What is ELDA?
Schools and districts are awash in data, from more traditional data sources such as test scores, grades, attendance, discipline reports and surveys, to more recent innovations such as intelligent tutoring computer systems, computer interaction logfile data, and multimodal instrumented instructional spaces. Education Leadership Data Analytics (ELDA) helps school leaders make sense of the data that are collected on students and schools on a daily basis through applying current big data, data mining, and data science analytic techniques to educational issues that are important to teachers, principals, superintendents, parents, and most importantly, students.

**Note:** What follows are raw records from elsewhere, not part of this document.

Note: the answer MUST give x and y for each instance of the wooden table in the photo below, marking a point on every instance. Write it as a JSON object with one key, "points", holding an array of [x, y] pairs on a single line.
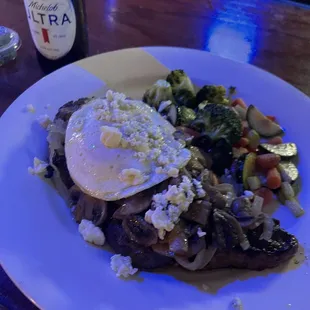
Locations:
{"points": [[273, 35]]}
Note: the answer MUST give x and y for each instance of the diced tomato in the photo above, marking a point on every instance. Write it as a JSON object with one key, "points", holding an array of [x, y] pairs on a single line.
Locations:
{"points": [[243, 142], [267, 161], [275, 140], [252, 150], [240, 102], [273, 179], [265, 193], [271, 117]]}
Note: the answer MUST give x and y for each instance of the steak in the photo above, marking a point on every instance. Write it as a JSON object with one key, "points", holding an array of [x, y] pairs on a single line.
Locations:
{"points": [[261, 255]]}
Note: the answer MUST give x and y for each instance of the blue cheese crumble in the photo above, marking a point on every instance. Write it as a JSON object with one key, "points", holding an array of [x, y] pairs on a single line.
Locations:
{"points": [[39, 167], [91, 233], [199, 190], [168, 206], [122, 266]]}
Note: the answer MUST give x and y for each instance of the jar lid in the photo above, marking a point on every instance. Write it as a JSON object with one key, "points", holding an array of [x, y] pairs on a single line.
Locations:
{"points": [[9, 44]]}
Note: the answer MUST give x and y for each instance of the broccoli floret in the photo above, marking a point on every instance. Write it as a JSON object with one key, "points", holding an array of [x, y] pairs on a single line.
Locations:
{"points": [[184, 97], [212, 94], [160, 91], [185, 116], [219, 121], [182, 88]]}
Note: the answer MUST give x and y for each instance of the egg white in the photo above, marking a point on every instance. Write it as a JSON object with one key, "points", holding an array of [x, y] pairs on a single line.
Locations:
{"points": [[96, 168]]}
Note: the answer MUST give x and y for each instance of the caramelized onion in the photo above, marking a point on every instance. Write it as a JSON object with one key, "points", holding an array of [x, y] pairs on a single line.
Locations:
{"points": [[162, 249], [201, 260], [139, 231], [91, 209], [134, 204]]}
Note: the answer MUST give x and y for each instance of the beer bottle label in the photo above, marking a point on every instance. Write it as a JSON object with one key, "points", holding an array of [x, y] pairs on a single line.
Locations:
{"points": [[52, 26]]}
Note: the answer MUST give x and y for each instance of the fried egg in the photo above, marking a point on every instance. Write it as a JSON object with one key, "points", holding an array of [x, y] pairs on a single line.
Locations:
{"points": [[116, 147]]}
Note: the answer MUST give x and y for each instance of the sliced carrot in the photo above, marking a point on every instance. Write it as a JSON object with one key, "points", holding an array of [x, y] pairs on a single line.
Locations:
{"points": [[240, 102], [275, 140], [243, 142], [273, 179], [265, 193], [271, 117], [245, 128], [267, 161], [252, 150]]}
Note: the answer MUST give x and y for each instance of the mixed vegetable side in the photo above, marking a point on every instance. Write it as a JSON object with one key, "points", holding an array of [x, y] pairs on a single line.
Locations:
{"points": [[244, 147]]}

Identifying “Outperforming” School Districts in Ohio and Texas Over the Long-Term – A Complement to Current State Accountability Systems
Since the authorization of No Child Left Behind policy in 2002, an increasing number of states began to provide designation letters such as A, B, C, D to evaluate school and school districts based on students’ performance on standardized test scores. Such designation letters not only provide information for multiple stakeholders on how school districts perform within a state for a given year but also allow researchers and practitioners to identify “outperforming” school districts for further in-depth qualitative studies to generalize successful leadership practice. However, this method has been critiqued historically for not considering school district contextual or demographic effects on students’ achievement test scores. Evaluating school district effectiveness based on single-year performance has been criticized as “snapshot” research without considering a school district’s capacity for achievement growth over time. In the recently published chapter in the book Leading Holistically: How Schools, Districts, and States Improve Systemically, Alex J. Bowers, Xinyu Ni and Jennifer Esswein addressed the above critiques through applying hierarchical linear growth modelling to all school districts in the states of Ohio and Texas to identify districts that significantly outperform or underperform their contexts, demographics, and resources based on their seven-year longitudinal performance.